Sunday, September 29, 2013

Surf Challenge!

Friday was open house at my son's school. Open house is the day you get to sit in your kid's chair in your kid's classroom and listen to the hopeful meanderings of your kid's teacher as she explains some of the hopeful curriculum she plans to implement for the school year. If I sound skeptical or negative in any way in the use of the word "hopeful," I would rather it come across as more from the hardened warrior parent's expectation level based on two previous public school campaigns. It's not that my expectations are low, in fact they are not.
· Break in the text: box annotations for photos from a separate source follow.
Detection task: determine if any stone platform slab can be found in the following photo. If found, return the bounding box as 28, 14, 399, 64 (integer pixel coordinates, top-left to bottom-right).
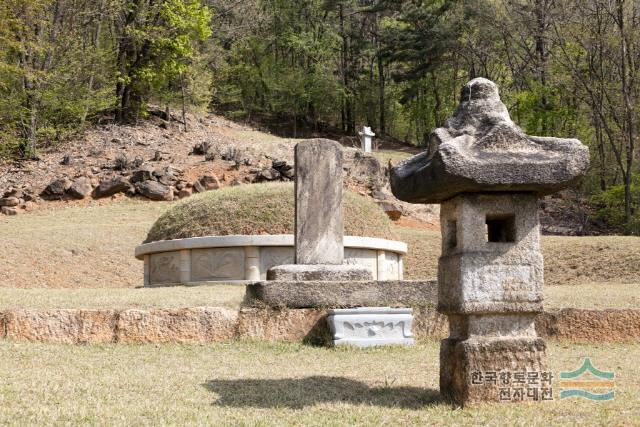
0, 305, 640, 344
267, 264, 373, 282
245, 280, 438, 308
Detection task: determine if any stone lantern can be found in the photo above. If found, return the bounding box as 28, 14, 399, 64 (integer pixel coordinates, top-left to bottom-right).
358, 126, 376, 153
391, 78, 589, 404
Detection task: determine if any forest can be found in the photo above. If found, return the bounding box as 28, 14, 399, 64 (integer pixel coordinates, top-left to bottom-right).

It is more that mood regarding this sort of thing is tied, like some sort of perverse see-saw, to the expectations of my fellow parents. And their expectations seem to be all over the place at times. Whereas I hear a rather progressive, attentive and thoughtful tone from my son's teacher, some other parents seem like they hear something else entirely. And I think to myself that it might be the height of teaching professionalism should anything organic happen to happen in an environment that craves such concrete and unerring protocols. Which leads me to the topic of surf contests. Or rather, my inclusion in one. Or rather my decision to participate in one. I spend an inordinate amount of time telling my son failure is good. He has that natural fear of failure, that innate human desire for the safety of quiet success and I know this will need to be overcome if he's going to do anything he's really proud of. I mean I've been told that myself a thousand times via a hundred canned TED talks. And so, staring down the barrel of Ty Breuer's antagonizing gun of "so, you gonna come to the comp?" I have to say yes. I have to set an example. Right? I'm no professional surfer, or semi professional one. Shit, I'm not even amateur when it comes to contests. In fact, I was awful out there. Onshoresideshore and just enough water moving to keep me and my tired arms out of any proper take off spot. And there was China Ty just killing. Wave after waves it seemed, while I kept having to swim in to fetch my board. Somehow I got just enough funny poses off to be slightly more entertaining than the other guys. And when I stumbled in after my last Quixotic attempt at a headstand, there was my son to run up and give me a big hug.